151. Etappe

Von Kopanaki nach Mavromati

Kleine Robertsche Abschweifung 23

 

Fix-Bier und weitaus Schlimmeres

Ich sitze in einer Taverne, vor mir eine Pulle Fix-Bier. Das ist die älteste Biermarke in Hellas und erfunden haben die Griechen das nicht. Da musste erst der fischelante bayrische Braumeister Johann Karl Fix in Krachledernen auftauchen um dem Südbalkan biermäßig auf die Sprünge zu helfen. Das erfahre ich beim Blättern im 30-bändigen Brockhaus, der natürlich zu unserem Reisegepäck gehört.

Dabei stolpere ich über den Begriff „Junta“.
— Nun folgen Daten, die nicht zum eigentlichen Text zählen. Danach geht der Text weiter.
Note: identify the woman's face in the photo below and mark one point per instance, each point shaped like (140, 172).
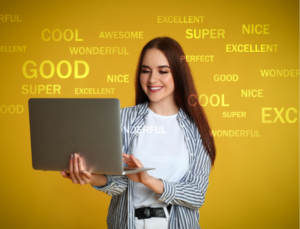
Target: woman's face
(156, 77)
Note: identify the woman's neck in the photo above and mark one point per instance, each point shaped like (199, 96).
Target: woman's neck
(165, 108)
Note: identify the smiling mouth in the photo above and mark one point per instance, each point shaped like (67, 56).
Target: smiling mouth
(155, 89)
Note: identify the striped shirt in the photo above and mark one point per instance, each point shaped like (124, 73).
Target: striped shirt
(186, 195)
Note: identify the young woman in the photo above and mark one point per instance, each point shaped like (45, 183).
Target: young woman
(167, 130)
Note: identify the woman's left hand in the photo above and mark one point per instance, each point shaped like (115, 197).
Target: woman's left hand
(134, 162)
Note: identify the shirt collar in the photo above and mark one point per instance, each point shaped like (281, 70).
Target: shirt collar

Junta bedeutet nichts anderes als Militärdiktatur. Und vor allem die chilenische Junta hat sich tief in unser Gedächtnis eingegraben. Aber was ist mit der Griechischen Junta? Gehört sie zu den vergessenen Diktaturen Europas? Das schwarze Schaf in der Wiege der Demokratie?
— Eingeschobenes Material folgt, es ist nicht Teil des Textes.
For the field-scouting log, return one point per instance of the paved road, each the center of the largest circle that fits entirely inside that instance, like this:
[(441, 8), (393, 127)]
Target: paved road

Im Jahr 1967 standen in Griechenland Parlamentswahlen vor der Tür und es „drohte“ der Wahlsieg eines linksliberalen Bündnisses. Da war Großalarm angesagt. Die höchsten Militärs zogen die Machtübernahme in Erwägung, der König bekam es mit der Angst zu tun und die CIA, die längst den griechischen Geheimdienst unterwandert hatte, verfolgte ihre eigenen düsteren Pläne. Für alle aber unerwartet putschte eine Gruppe Offiziere im Rang von Obersten, genannt die „Obristen“ (Obrist – Oberst).
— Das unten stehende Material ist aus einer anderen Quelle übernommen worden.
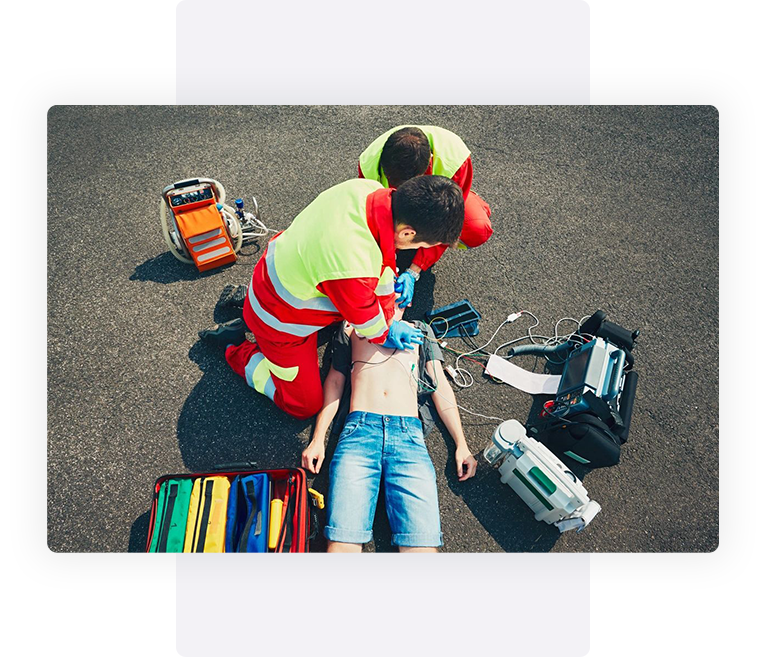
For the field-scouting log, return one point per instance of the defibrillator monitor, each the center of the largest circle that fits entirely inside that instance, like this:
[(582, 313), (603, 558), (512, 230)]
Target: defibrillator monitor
[(597, 367), (189, 196)]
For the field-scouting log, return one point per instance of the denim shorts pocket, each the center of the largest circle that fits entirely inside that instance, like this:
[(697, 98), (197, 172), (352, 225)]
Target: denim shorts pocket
[(349, 428), (417, 438)]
Sie verhängten das Kriegsrecht, setzen entscheidende Verfassungsartikel außer Kraft, ließen Panzer durch Athen rollen, zogen wankelmütige Generäle auf ihre Seite und nötigten den jungen König, ihre Troika, bestehend aus Oberst Papadopoulos, Generalleutnant Pattakos und General Zoitakis, als rechtmäßige Regierung anzuerkennen. Dieser stimmte zähneknirschend zu und fertig war die neue Diktatur.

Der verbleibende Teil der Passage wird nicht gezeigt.